Aussi fier que Roland se refusant à sonner de l’olifant, le terre-neuve ne donna pas de la voix. Ses ennemis, sûrs de vaincre, par leur nombre même, ne voulurent pas, en éveillant les lentes, compromettre le résultat de la victoire.

D’abord, ils firent autour de Salvator un cercle menaçant de crocs aigus et de mufles retroussés. C’était la période des invectives, comme dans les combats d’Homère.

Puis, tout à coup, l’un des grœnlandais prit son élan et bondit sur le traîneau.

Les puissantes mâchoires de Salvator le prirent à la gorge et le rejetèrent.
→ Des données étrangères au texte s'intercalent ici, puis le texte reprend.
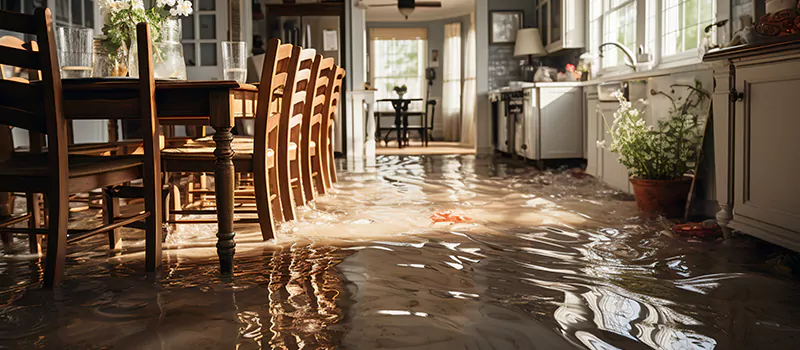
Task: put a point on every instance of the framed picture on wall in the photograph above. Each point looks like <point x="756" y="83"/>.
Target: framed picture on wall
<point x="505" y="25"/>
<point x="434" y="59"/>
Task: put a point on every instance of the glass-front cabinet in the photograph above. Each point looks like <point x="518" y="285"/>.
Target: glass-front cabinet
<point x="561" y="23"/>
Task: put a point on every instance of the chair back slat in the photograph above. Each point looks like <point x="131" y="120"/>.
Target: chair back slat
<point x="317" y="92"/>
<point x="274" y="76"/>
<point x="19" y="58"/>
<point x="19" y="94"/>
<point x="17" y="43"/>
<point x="18" y="22"/>
<point x="301" y="82"/>
<point x="34" y="107"/>
<point x="21" y="119"/>
<point x="331" y="108"/>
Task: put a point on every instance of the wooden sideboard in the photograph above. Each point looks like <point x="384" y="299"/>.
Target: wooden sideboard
<point x="757" y="140"/>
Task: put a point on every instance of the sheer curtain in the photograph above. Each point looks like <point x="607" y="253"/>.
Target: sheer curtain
<point x="451" y="94"/>
<point x="470" y="87"/>
<point x="398" y="58"/>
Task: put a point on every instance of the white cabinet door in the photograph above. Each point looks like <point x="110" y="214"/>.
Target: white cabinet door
<point x="592" y="136"/>
<point x="203" y="32"/>
<point x="532" y="125"/>
<point x="612" y="172"/>
<point x="766" y="145"/>
<point x="560" y="123"/>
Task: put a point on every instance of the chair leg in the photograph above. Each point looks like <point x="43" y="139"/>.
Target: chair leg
<point x="285" y="181"/>
<point x="316" y="167"/>
<point x="58" y="216"/>
<point x="332" y="166"/>
<point x="266" y="216"/>
<point x="297" y="189"/>
<point x="306" y="171"/>
<point x="34" y="202"/>
<point x="111" y="212"/>
<point x="274" y="186"/>
<point x="6" y="209"/>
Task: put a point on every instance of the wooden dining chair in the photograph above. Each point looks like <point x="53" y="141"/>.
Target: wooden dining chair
<point x="316" y="95"/>
<point x="293" y="107"/>
<point x="40" y="107"/>
<point x="330" y="111"/>
<point x="256" y="155"/>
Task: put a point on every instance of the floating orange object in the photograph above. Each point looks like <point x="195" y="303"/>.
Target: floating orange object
<point x="449" y="216"/>
<point x="698" y="230"/>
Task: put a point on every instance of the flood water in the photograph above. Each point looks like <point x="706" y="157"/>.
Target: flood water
<point x="549" y="261"/>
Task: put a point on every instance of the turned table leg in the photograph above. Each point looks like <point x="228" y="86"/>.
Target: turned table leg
<point x="224" y="179"/>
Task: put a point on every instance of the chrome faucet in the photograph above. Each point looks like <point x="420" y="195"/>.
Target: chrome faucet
<point x="630" y="62"/>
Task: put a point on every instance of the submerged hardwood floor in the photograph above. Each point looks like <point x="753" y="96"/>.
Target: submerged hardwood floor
<point x="416" y="148"/>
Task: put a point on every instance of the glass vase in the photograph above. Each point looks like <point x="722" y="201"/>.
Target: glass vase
<point x="168" y="62"/>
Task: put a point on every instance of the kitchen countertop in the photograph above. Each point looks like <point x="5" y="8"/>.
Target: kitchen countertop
<point x="743" y="51"/>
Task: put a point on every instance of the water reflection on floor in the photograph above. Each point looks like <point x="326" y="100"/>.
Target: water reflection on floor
<point x="550" y="261"/>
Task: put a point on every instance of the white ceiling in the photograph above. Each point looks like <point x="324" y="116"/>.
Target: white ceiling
<point x="449" y="9"/>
Un second, puis un troisième s’élancèrent, ils furent reçus de la même manière.

Alors quatre à la fois se ruèrent sur le vaillant gardien.

Peines perdues ! Le terre-neuve, avec une effrayante vigueur, renversa le premier sous ses pattes, happa un second à l’oreille, creva l’œil du troisième et éventra en partie le quatrième.

Cela faisait sept vaincus sur vingt. C’était trop.

Foin désormais de la prudence et des ménagements ! En aboiement sonore, prolongé, éclata comme une fanfare d’attaque, et toute la meute donna l’assaut.

La mêlée devint furieuse, sans merci. Salvator fut sublime.